An All-American year: St. Charles North's Sinnaeve overcomes obstacles, earns national honor
First, there was a major injury to recover from.
Then the soccer season was postponed due to COVID-19.
The start of Jared Sinnaeve's senior year at St. Charles North was a bit of a bummer.
But it sure finished nicely.
Sinnaeve, who overcame off-season knee surgery and helped the North Stars put together an undefeated conference championship in their abbreviated and delayed season in the spring, found out recently he was named to the 2021 United Soccer Coaches High School Boys Winter-Spring All-American team.
"It's a really big honor and a symbol to me of the hard work I've put in the last year," said Sinnaeve, a center midfielder. "A year ago, I went through a lot of struggles and wasn't sure what was going to happen.
"I focused on getting back. When you put in hard work you can accomplish big things. Everything worked out."
Sinnaeve, 18, was captain last season and the team clicked. The North Stars wanted to compete in a state tournament, but were still happy about their DuKane Conference championship.
Sinnaeve ended the season with 6 goals and 15 assists.
"I probably improved the most I ever have in my life preparing for this season because I was trying so hard to get back," he said. "All of us worked hard because we all wanted to play after COVID.
"And almost my entire team were guys I played club with, so the chemistry was there."
Sinnaeve, who received All-American votes from local coaches who were impressed with his leadership, energy and playmaking abilities, grew up playing soccer.
He doesn't remember a time he wasn't competing at the top levels of club soccer.

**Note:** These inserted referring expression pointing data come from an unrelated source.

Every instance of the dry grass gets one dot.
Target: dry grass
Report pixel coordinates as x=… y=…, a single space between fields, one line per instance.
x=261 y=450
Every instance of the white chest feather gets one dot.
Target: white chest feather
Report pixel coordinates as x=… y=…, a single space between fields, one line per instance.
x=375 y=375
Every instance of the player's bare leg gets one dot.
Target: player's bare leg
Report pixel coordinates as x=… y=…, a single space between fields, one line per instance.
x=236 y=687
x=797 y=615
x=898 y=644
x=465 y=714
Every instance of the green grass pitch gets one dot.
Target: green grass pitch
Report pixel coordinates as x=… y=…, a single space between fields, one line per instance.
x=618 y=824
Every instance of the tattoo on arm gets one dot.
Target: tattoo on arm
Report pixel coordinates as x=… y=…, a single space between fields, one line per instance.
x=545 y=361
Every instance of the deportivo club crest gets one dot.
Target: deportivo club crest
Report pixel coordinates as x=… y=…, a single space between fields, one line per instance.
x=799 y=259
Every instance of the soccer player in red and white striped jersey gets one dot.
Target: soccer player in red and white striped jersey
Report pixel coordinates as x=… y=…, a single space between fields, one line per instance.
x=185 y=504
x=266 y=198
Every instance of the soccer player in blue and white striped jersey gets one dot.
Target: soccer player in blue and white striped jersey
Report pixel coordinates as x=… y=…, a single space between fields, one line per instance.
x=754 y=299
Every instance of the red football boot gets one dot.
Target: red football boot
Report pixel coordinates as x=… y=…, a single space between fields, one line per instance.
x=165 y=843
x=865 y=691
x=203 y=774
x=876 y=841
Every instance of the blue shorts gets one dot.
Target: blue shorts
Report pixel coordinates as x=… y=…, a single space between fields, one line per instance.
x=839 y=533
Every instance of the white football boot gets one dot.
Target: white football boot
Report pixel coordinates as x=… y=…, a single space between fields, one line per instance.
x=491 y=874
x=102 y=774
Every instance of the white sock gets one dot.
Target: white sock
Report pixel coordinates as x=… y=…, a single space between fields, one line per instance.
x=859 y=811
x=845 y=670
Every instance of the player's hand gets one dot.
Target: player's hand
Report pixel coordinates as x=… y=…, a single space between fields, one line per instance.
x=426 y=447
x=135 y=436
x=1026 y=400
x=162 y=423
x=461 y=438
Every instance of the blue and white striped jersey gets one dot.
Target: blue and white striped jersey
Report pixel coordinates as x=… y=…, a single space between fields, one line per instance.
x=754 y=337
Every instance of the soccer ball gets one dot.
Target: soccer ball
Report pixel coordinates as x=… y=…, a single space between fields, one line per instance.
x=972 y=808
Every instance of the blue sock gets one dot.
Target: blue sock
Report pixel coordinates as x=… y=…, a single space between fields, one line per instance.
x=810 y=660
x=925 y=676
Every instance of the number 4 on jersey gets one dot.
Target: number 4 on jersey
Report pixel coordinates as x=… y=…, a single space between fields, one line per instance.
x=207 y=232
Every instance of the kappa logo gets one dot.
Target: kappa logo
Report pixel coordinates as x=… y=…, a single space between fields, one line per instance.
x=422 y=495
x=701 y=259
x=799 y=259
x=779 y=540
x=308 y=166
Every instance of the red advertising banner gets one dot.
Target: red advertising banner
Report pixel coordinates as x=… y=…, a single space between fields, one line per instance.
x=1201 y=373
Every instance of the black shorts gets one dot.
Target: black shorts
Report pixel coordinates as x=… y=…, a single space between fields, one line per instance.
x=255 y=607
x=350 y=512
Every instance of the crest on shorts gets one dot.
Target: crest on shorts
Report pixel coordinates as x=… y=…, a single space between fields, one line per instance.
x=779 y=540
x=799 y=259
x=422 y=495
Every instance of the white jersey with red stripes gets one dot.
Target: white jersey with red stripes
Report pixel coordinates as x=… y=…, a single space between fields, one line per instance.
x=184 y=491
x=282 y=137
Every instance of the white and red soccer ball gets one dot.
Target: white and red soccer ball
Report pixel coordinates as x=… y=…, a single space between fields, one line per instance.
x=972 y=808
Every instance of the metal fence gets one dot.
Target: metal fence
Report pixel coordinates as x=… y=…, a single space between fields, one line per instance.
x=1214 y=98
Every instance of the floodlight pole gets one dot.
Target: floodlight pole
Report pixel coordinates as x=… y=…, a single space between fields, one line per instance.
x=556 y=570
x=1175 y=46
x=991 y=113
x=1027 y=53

"Probably starting when I was 5 or 6," said Sinnaeve, a longtime member of the club team Campton United out of St. Charles. "I used to play basketball and football in rec league growing up, but soccer was always my main sport. It was always soccer, soccer, soccer, because I was always very passionate for the sport.
"It's the freedom you have with soccer. When you have the ball, you can do absolutely anything, and I love that. I also love the competitiveness of the game. I get so excited every time I touch the ball. I'm ready to compete."
Sinnaeve will continue to compete at the Division I level at Bradley, where he diligently maintained contact with the coaches during COVID shutdowns and blackouts.
"I just kept sending videos and kept in contact with them and they were really nice and very straight with me," Sinnaeve said. "I liked that."
Sinnaeve also liked the fact Bradley features his area of interest: nursing. He got interested in the medial field as he dealt with the ups and downs of his injury.
"I'm a personable guy and I'm very caring for others and plus, I like science," Sinnaeve said. "Science is fun for me and it's not a chore to learn. I can just listen and I learn a lot.
"When I was going through my knee injury, I thought nursing was something I could do."
Sinnaeve also wonders what else he could do.
With this being an Olympic year, Sinnaeve will be paying greater attention to international soccer. Now an All-American, he's wondering if he could end up at that level.
"We'll have to take it day-by-day and see what happens," Sinnaeve said. "But I have thought about things like that. I always love watching soccer at that level. My eye is always drawn to my position and I'm always watching how they play and how they move. I learn a lot from that."